Of note, when items are confiscated at Salt Lake International, Morris said security officers store them in a locked area and make a daily inventory. Once a week, the General Services Administration collects them. Most are destroyed, but some are recycled, Morris said.

Many such items nationally have found their way to eBay online auctions recently, which has advertised sets of knives, scissors and tools confiscated at airports.

Harmon says the TSA encourages people to check www.tsa.gov for lists of what items are and are not allowed, or to call it toll free at 1-866-289-9673.

Among items that are banned from carry-on luggage are metal scissors with pointed tips, box cutters, knives of any length, baseball bats, bows and arrows, golf clubs, ski poles, ammunition, fireworks, axes, hammers, drills, screwdrivers, mace spray, realistic replicas of weapons, lighters and strike-anywhere matches.

Among items that are allowed in carry-on luggage are: corkscrews, cigar cutters, eyeglass repair tools, knitting needles and crochet hooks, round-bladed butter knives, nail files, safety razors, scissors with blunt tips and tweezers.

Data notes

Some caveats are needed with the data.

The TSA provided information about confiscated items on several hundred pages of paper and not in electronic form. Because the Deseret Morning News had to then enter the data itself into computer spreadsheets for analysis, that increased the chance for error (although it tried to double-check data as it was entered).

The TSA, at the request of the Deseret Morning News, reviewed summaries of its resulting spreadsheets for accuracy.

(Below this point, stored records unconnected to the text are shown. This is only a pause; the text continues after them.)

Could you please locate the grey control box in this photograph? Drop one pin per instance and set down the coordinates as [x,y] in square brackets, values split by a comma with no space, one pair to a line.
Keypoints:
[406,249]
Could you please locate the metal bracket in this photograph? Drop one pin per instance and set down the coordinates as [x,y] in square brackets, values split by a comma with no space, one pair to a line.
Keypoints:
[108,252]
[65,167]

TSA officials had told the Deseret Morning News that if it wanted the data electronically, which would have reduced the likelihood of errors, it likely would have had to wait for more than a year to allow TSA to review every cell of data in spreadsheets to ensure they did not contain hidden information it did not feel should be released.

But, ironically, it offered to make the printed data available immediately. Entering the data and then analyzing it required many weeks.